6. A profile according to claim 1 or 2, wherein: in the section similar to the E shape, the joint of the lower wall surface of the cross arm of the arm C and the left wall surface of the vertical arm is arc-shaped, and the joint of the upper wall surface of the cross arm and the right wall surface of the vertical arm is a right angle;

the wall of the vertical arm near the arm B is denoted as the left wall.

7. A profile according to claim 6, wherein: in the section of the E-shaped section, the joint of the left wall surface of the vertical arm of the arm C and the bottom surface of the section is arc-shaped, and the joint of the right wall surface of the vertical arm and the bottom surface is a right angle.

8. A profile according to claim 1 or 2, wherein: the profiled bar is of a hollow structure;

and the cavity of the profiled bar is filled with heat resistance materials, high-strength materials or insulating materials.

9. A profile according to claim 1 or 2, wherein: when the arm A of one profiled bar and the arm C of one profiled bar are inserted into a groove body formed by the arm B and the arm C of the other profiled bar, a gap a is formed between the arm A and a vertical arm of the arm B, a gap B is formed between the arm A and a vertical arm of the arm C, and a gap C is formed between a cross arm of the arm C and a vertical arm of the arm C;

the ratio of the gap a to the width of the arm A to the gap b to the width of the cross arm of the arm C to the gap C is 1-2: 4: 1-2: 18: 1 to 2.

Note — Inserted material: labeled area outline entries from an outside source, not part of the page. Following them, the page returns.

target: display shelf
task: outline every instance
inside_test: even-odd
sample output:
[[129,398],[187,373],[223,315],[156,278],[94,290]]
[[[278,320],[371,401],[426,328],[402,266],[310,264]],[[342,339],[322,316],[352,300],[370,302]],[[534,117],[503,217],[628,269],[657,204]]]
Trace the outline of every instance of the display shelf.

10. A carcass layer for a marine composite hose formed from interlocking of a number of profiles according to any one of claims 1 to 9;

the cross arm of the arm B is inserted into a groove body formed by the arm A and the arm B, and the arm A and the arm C are inserted into a groove body formed by the arm B and the arm C, so that an interlocking structure is formed.